Most of the males (45.6%) perceived high risk regarding the daily supply of drinking water; meanwhile, there was a higher proportion of low-risk perception females (2.8% higher than the high-risk perception females). Figure 5 shows the proportion of each risk perception community within different groups of demographic characteristics. The high-risk perception community was mostly comprised of the working groups such as government servants, private workers, and self-employed individuals, as well as the retired workers. Similarly, the elderly (aged ≥60 years) had a higher risk perception than the other younger respondents (Fig. 5 and Table 1). Different education levels made up the greater proportion of the high-risk perception community, in which field of study could be an underlying factor. Wealthy people had different risk perception to lower income people; notably, the high-risk perception community had no T20 income group. Also, up to 60% of the M40 income group were in the high-risk perception community. Moreover, the B40 income group had relatively high risk perception (30.3 and 24.2% of high- and low-risk perception groups, respectively). Nonetheless, the chi-square test found no significant influence of demographic characteristics in the distribution of risk perception communities (p > 0.05). Beside the sociodemographic factors, the variation in public-perceived risk of EDCs in drinking water was expected due to the different risk processing either based on a rational system (analytical processing system) or a nonrational system (experiential processing system)9. Further, future studies on comprehensive conceptualization of the risk processing system and predictors (e.g., cognitive and affective) are required for in-depth analysis of the public responses to the risk perceived in the emerging drinking water quality issue.

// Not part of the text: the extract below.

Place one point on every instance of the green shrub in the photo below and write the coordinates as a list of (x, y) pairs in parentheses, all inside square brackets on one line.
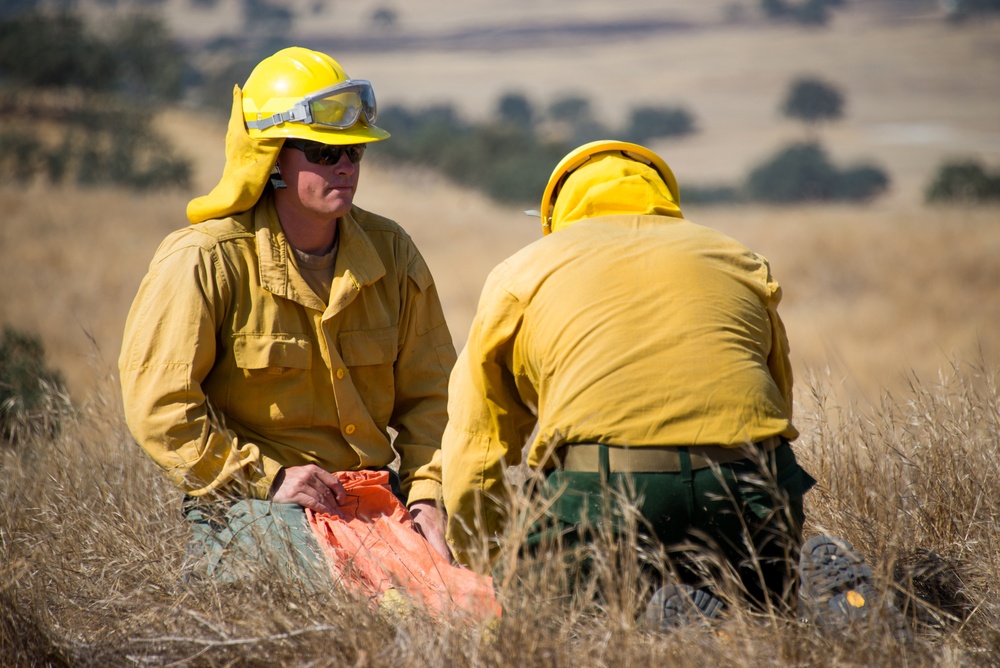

The present study observed the current risk perception level with the presence of a low-risk perception community and a group of people who were unsure of the emerging drinking water quality issue. The situation indicates the lack of effective communication and governance in developing countries since the broad scope of EDCs had been widely detected in global drinking water supply, particularly pharmaceuticals in Malaysian tap water39. Further, it is not a worldwide practice to raise awareness and regulate emerging contaminants in drinking water. Subsequently, development of risk behavior (preparedness, reduction, prevention, and mitigation) and adoption of public participation in a multi-barrier approach in the monitoring and management framework of the drinking water supply system are challenging. Thus, the present study, which contributes empirical and theoretical outputs, facilitates the conceptualization of effective communication and governance, targeting the dissemination of information on safe drinking water quality and public involvement in regard to EDCs. This supports the national water sector in accomplishing the Sustainable Development Goals (SDGs) that target clean drinking water and sanitation, and safeguard public health for all.